Currently proposed electro-thermal de-icing or anti-icing products for leading edge ice protection of aero surfaces generally utilize heating elements or electrodes disposed at a leading edge surface of the aero structure in the form of a serpentine or interdigitated finger area grid to deliver heating power to ice which may be formed thereon. One such proposed electro-thermal ice protection product operates in an electro-chemical mode in which energy is delivered through capacitive coupling to the accreted ice by high frequency (HF) audio electro-chemical heating. Through an electrolysis reaction, gases are generated at the ice-surface interface which tend to affect the ice adhesive bond and separate the ice from the surface.
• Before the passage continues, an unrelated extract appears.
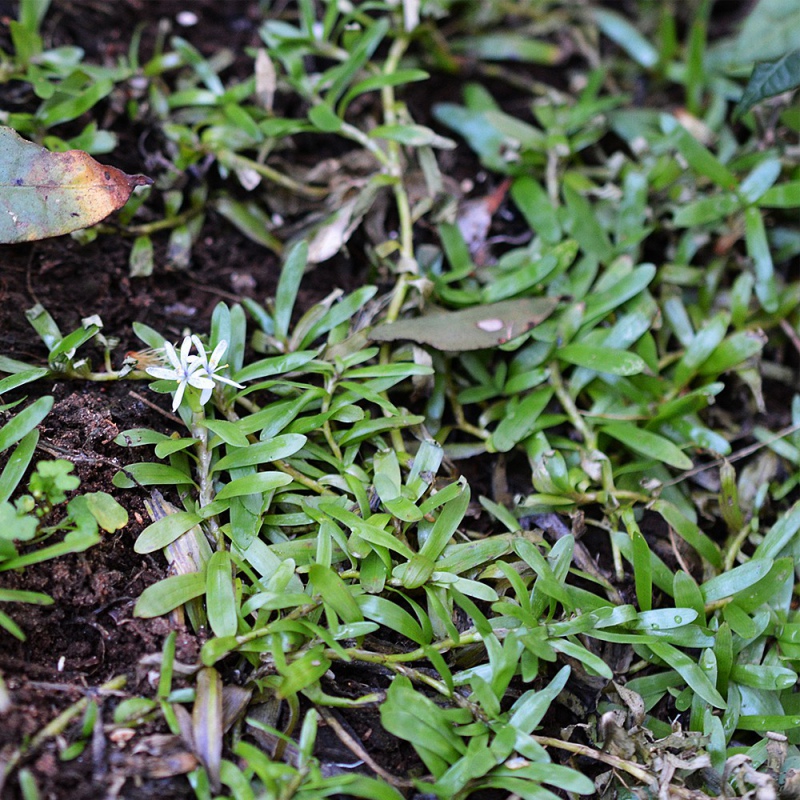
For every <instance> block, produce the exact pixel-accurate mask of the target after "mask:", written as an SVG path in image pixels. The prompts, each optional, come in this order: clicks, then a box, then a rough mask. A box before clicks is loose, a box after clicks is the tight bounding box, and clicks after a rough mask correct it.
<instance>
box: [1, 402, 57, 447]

When disposed on an airfoil under flight conditions in a wind tunnel, it was found that the electrolysis reaction was highly dependent on temperature, i.e. much more active as the temperature rose. Accordingly, heat energy tended to concentrate at a spot or spots in the heater grid where the temperature rose and the warmer the spot the more energy was drawn to it creating an avalanche effect. So, a spot on the heater grid where the electro-chemical reaction first started ended up drawing heat energy away from the rest of the grid to the point where ice could no longer be removed from the colder surfaces.
In addition, it was found that the electro-chemical heating method fails to perform at low temperatures, like below −20° C., for example, because the ice which is a protonic semiconductor is not conductive enough at these temperatures to allow significant power to be imparted at voltage levels that are consistent with safe aero design practice as dictated by the U.S. FAA regulations and FAA advisory circular bulletins such as AC 25.981, for example.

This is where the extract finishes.